The Obama Administration reportedly plans on tweaking the case for ObamaCare’s constitutionality it’ll bring before the Supreme Court, shifting its emphasis from the Commerce Clause, which empowers Congress to “regulate commerce…among the several states,” to the Necessary and Proper Clause, which empowers Congress to “make all laws which shall be necessary and proper for carrying into execution” the federal government’s constitutionally-authorized powers:
“The minimum coverage provision is … necessary to achieve Congress’s concededly valid objective of reforming the interstate market in health insurance,” the Justice Department said in its first Supreme Court brief on the merits of the mandate.
You don’t need to have spent so much as a day in law school to understand that this does nothing to improve the White House’s argument. The Necessary & Proper Clause only helps if the objective is identified by the Constitution, and they’re still relying on the commerce rationalization. Unfortunately for the Left, if we’re going by what the Constitution actually means rather than what they want it to mean, we already know that’s a dead end.

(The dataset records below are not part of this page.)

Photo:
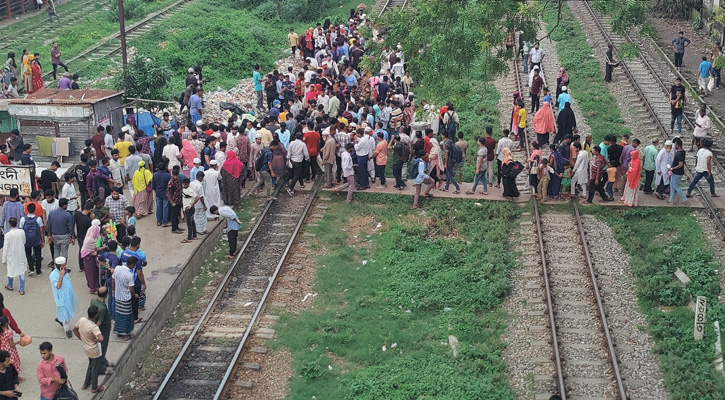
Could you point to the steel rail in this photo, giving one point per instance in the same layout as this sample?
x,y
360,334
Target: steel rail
x,y
544,267
704,194
212,303
240,348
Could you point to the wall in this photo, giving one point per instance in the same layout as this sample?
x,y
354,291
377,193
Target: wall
x,y
155,322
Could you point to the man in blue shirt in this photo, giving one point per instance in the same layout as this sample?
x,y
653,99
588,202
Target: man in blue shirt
x,y
704,75
160,181
233,226
140,281
196,105
257,77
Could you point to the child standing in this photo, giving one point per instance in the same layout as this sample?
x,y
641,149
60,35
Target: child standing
x,y
543,174
611,177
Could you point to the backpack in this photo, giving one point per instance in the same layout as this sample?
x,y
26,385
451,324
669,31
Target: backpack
x,y
413,168
450,125
32,231
456,153
406,152
258,161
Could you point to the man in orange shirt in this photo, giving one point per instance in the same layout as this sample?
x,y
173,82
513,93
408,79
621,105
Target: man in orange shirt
x,y
312,141
381,158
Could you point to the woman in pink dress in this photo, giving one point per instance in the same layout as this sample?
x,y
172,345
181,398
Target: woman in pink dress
x,y
7,343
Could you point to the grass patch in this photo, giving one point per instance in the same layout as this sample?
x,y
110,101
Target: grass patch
x,y
391,285
588,87
687,364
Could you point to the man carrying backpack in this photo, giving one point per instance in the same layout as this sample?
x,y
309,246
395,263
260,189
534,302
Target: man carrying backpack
x,y
263,165
34,239
417,171
453,156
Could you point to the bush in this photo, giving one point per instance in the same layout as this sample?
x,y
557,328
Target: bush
x,y
132,9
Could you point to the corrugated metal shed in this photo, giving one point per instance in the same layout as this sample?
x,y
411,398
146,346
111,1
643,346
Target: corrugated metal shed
x,y
61,96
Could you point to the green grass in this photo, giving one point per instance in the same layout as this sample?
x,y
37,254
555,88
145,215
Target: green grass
x,y
588,88
390,286
658,241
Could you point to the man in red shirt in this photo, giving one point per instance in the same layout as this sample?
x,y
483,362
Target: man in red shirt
x,y
490,144
312,141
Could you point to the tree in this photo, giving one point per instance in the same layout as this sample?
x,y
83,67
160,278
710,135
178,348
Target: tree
x,y
143,78
449,38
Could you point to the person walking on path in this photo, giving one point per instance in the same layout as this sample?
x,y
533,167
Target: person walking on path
x,y
65,298
348,172
103,320
55,59
678,170
662,165
233,226
703,76
88,255
703,168
266,172
34,238
14,255
418,169
678,45
48,373
60,229
90,334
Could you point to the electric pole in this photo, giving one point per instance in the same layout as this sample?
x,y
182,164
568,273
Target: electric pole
x,y
124,57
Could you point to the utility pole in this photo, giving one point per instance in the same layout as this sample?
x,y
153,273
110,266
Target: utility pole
x,y
124,57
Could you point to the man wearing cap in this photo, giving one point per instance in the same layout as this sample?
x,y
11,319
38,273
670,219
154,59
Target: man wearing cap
x,y
212,194
563,98
328,154
65,299
116,204
196,105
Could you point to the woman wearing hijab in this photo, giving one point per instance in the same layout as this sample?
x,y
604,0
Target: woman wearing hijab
x,y
509,183
629,197
562,79
27,73
189,153
37,75
89,250
142,194
544,122
10,68
159,145
435,158
556,162
232,179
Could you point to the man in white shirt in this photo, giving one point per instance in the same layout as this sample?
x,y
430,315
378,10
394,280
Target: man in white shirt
x,y
171,151
348,172
536,55
503,143
297,154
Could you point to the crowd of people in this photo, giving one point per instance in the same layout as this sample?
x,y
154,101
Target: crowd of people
x,y
326,116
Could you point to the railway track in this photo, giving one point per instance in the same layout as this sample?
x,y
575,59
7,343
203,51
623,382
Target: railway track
x,y
15,38
582,348
111,45
206,365
653,94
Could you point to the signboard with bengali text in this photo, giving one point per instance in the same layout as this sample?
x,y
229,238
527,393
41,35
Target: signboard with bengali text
x,y
16,176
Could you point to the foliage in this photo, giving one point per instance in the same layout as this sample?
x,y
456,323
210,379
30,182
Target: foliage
x,y
144,78
658,241
628,51
132,9
624,14
586,84
426,275
445,40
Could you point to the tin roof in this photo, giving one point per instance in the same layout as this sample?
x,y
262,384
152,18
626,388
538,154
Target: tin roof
x,y
60,96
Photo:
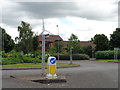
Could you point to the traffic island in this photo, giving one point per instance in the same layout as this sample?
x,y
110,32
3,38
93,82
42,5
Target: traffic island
x,y
44,80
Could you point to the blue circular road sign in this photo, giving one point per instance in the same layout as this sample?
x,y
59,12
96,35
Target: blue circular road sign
x,y
52,60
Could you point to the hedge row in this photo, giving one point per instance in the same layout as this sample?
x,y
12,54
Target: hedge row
x,y
106,54
74,57
11,60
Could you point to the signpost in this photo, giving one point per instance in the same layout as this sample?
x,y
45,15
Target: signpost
x,y
51,68
116,53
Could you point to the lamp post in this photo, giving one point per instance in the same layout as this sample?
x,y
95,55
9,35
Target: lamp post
x,y
43,50
44,36
71,55
58,42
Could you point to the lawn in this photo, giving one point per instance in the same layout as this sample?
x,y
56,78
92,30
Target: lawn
x,y
32,65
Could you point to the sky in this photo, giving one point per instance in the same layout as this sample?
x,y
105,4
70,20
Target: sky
x,y
84,18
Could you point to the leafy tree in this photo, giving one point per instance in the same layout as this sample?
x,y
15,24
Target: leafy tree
x,y
101,41
58,47
74,44
7,42
115,39
25,39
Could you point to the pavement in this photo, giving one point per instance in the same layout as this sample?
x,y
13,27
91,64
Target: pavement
x,y
90,74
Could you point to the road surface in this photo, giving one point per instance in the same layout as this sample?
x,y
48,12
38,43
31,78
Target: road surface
x,y
90,74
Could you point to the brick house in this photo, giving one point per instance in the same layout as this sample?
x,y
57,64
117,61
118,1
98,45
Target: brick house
x,y
49,42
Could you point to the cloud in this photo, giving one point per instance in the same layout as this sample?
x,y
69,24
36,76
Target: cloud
x,y
13,12
84,18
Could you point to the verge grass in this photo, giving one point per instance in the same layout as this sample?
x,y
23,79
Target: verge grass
x,y
32,65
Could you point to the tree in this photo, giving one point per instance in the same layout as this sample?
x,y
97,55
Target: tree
x,y
115,39
101,41
7,42
74,44
24,41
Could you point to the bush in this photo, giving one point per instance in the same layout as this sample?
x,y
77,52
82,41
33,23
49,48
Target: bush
x,y
74,56
11,60
106,54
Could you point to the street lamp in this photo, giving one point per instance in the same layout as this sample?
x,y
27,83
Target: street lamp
x,y
58,42
44,36
71,55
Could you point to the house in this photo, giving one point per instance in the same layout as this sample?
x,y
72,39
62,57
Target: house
x,y
49,42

Alexander Hamilton explained the Commerce Clause in Federalist 22:
The interfering and unneighborly regulations of some States, contrary to the true spirit of the Union, have, in different instances, given just cause of umbrage and complaint to others, and it is to be feared that examples of this nature, if not restrained by a national control, would be multiplied and extended till they became not less serious sources of animosity and discord than injurious impediments to the intcrcourse between the different parts of the Confederacy. “The commerce of the German empire is in continual trammels from the multiplicity of the duties which the several princes and states exact upon the merchandises passing through their territories, by means of which the fine streams and navigable rivers with which Germany is so happily watered are rendered almost useless.” Though the genius of the people of this country might never permit this description to be strictly applicable to us, yet we may reasonably expect, from the gradual conflicts of State regulations, that the citizens of each would at length come to be considered and treated by the others in no better light than that of foreigners and aliens.
In other words, the intended purpose of Congress’s power to regulate interstate commerce was specifically to prevent the states from discriminating against one another through over-regulation, to erect a uniform standard that would keep the interstate flow of commerce mostly un-regulated. Further, Hamilton’s clearly talking about regulating the actions of state governments, not of individuals. Nothing in the Constitution comes even close to empowering the federal government to compel individuals to purchase a good or service. (For more on the Founders’ understanding of the Commerce Clause, see here.)
The most important thing to understand about this story is that this is not a difficult conclusion to draw. If you have a proper understanding of the purpose behind a written Constitution and how to interpret it, then the rest of the exercise mostly takes care of itself. One need not engage in much heavy theorizing or interpretation thanks to the simple fact that, in most cases, those who wrote the Constitution told us exactly what they meant.
In particular, Barack Obama has no excuse not to know better, considering that the man taught constitutional law. But as Ben Shapiro has been chronicling, Obama’s teaching was defined by an agenda to mislead his students about the law, making originalism subservient to his personal ideology. As president, Obama explicitly chose Supreme Court Justices based on criteria other than their judicial excellence, and his administration has been defined by chronic disregard for any limits on federal and executive power.
Simply put, Barack Obama has no respect for the oath he took to “preserve, protect and defend the Constitution,” and he’s getting away with it in large part because our society doesn’t teach its citizens sufficient constitutional literacy to recognize it. I’ve said it before, and I’ll say it again: conservatives can’t restore America’s founding principles if we don’t wake up and work to break the Left’s stranglehold on education.